I want to compute liminf and limsup of $\left( (-1)^{n^3} \left( 1+\frac{1}{n}\right)^n\right)$.

I have thought the following so far:

From definition we have that $\lim \inf x_n=\lim_{n \to \infty} \left( inf_{k \geq n} x_k \right)$ and $\lim \sup x_n=\lim_{n \to \infty} \left( \sup_{k \geq n} x_k \right)$.

If $k$ is odd, then $(-1)^{k^3} \left( 1+\frac{1}{k}\right)^k=-\left( 1+\frac{1}{k}\right)^k$.

If $k$ is even , then $(-1)^{k^3} \left( 1+\frac{1}{k}\right)^k=\left( 1+\frac{1}{k}\right)^k$.

It holds that $-\left( 1+\frac{1}{k}\right)^k \geq - \left( 1+\frac{1}{n}\right)^k$ and $\left( 1+\frac{1}{k}\right)^k \leq \left( 1+\frac{1}{n}\right)^k$.But we cannot bound $\left( 1+\frac{1}{n}\right)^k$ and $- \left( 1+\frac{1}{n}\right)^k$ by an expression of $n$, can we? (Thinking)

If not, how can we compute liminf and limsup?
.

 

[Olinguito]

Hi evinda.

Are you aware of that $\displaystyle \lim_{n\to\infty}\left(1+\frac1n\right)^n=e$?

 

[evinda]

Hi evinda.

Are you aware of that $\displaystyle \lim_{n\to\infty}\left(1+\frac1n\right)^n=e$?

Yes, but how can we use this in our case? (Thinking)

 

[I like Serena]

Hey evinda!

Suppose we can find an upper bound, such that the sequence gets arbitrarily close to it.
Wouldn't that qualify as a $\limsup$? (Wondering)

Suppose we pick a subsequence such that all elements are positive, can we find it's limit?

 

[evinda]

Hey evinda!

Suppose we can find an upper bound, such that the sequence gets arbitrarily close to it.
Wouldn't that qualify as a $\limsup$? (Wondering)

Suppose we pick a subsequence such that all elements are positive, can we find it's limit?

We get such a subsequence by picking only the even terms, its limit will be $e$.

But will this also be the limsup ? If so, why?

 

[I like Serena]

We get such a subsequence by picking only the even terms, its limit will be $e$.

But will this also be the limsup ? If so, why?

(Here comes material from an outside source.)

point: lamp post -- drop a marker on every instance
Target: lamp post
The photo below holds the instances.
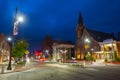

All elements in the sequence are smaller than $e$, so $e$ is an upper bound.
Any value that is smaller than $e$ is not an upper bound, since there is a sub sequence (the even $n$) with $e$ as its limit.
Therefore $e$ is the supremum of the sequence ($\sup x_k = e$).
If we start the sequence at $n$, we still have a sub sequence (the even $n$) that has $e$ as its limit.
So for any $n$:
$$\sup_{k\ge n} x_k = e$$
Thus:
$$\limsup_{n\to\infty} x_n = \lim_{\vphantom{\large k}n\to\infty}(\sup_{k\ge n} x_k) = \lim_{n\to\infty} e = e$$
(Thinking)

 

[evinda]

All elements in the sequence are smaller than $e$, so $e$ is an upper bound.
Any value that is smaller than $e$ is not an upper bound, since there is a sub sequence (the even $n$) with $e$ as its limit.
Therefore $e$ is the supremum of the sequence ($\sup x_k = e$).
If we start the sequence at $n$, we still have a sub sequence (the even $n$) that has $e$ as its limit.
So for any $n$:
$$\sup_{k\ge n} x_k = e$$
Thus:
$$\limsup_{n\to\infty} x_n = \lim_{\vphantom{\large k}n\to\infty}(\sup_{k\ge n} x_k) = \lim_{n\to\infty} e = e$$
(Thinking)

I see... thanks a lot! (Happy)